Take stock of inventory: Is your inventory turning over at a regular pace and in line with industry averages? Find out and consider converting slow-moving inventory to cash even if you must sell at a discount. However, do not liquidate inventory for less than you can borrow on it.

Make more money: Compare your margins with your competitors and increase margins where you can. If resources permit, consider going after a new market segment.

Collect from customers: Invoice quickly and limit extended payment terms. Speed up collections by calling delinquent customers more frequently.

Wake up call: Liquidity issues may arise first in the context of a missing payment to a creditor or breaching a loan covenant. It is time to take immediate steps.

Impartial aid: Developing and implementing a comprehensive restructuring strategy can be time consuming and distracting. Consider hiring a professional who brings objectivity and experience to the task. Lenders and creditors usually support (and sometimes require) the involvement of an expert to serve as a buffer and restore trust.

Deal down debt: Nothing is gained by avoiding creditors or misleading them. Contact noncore vendors and negotiate discounts or better payment terms.
Reorganize around the core: Sell all unproductive assets and those that are not key to your core business. Also consider selling or closing under-performing divisions.

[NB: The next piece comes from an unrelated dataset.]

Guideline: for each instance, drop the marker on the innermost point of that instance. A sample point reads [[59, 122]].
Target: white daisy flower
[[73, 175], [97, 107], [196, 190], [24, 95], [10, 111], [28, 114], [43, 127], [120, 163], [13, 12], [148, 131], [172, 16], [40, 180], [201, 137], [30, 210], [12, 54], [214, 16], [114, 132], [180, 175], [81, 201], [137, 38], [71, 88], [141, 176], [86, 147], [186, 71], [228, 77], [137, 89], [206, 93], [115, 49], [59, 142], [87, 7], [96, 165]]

Making the cut: Sometimes it is necessary to cut staff to survive the day. Review employment agreements and other legal issues such as the WARN Act, then consider layoffs of under-performing employees, those at unprofitable divisions and excess middle management. Consider reducing top executive pay in exchange for equity and instituting company-wide salary reductions.

Get a better deal: With less liquidity in the market and tighter credit standards, companies no longer can expect to easily refinance senior debt. However, when possible, converting original debt and outstanding amounts into a new debt instrument can consolidate debt and often obtain better interest rates. Likewise, consider converting senior or subordinated debt into equity, this can quickly right-size your balance sheet.

Face factors: Although you pay up to five percent of each invoice as a fee, selling your receivables to a factor can help generate cash quickly.

Sell to survive: Many business owners are reluctant to find outside capital by selling equity to an investor. However, it is better to have a smaller percentage of a viable business than all of a failing one. Do not wait until a full liquidity crisis to raise capital; it will likely be too late.

Attorney Steven Zuckerman is the head of the special situations group for Fort Lauderdale investment banking firm Farlie Turner & Co. The division serves middle market companies experiencing financial difficulties.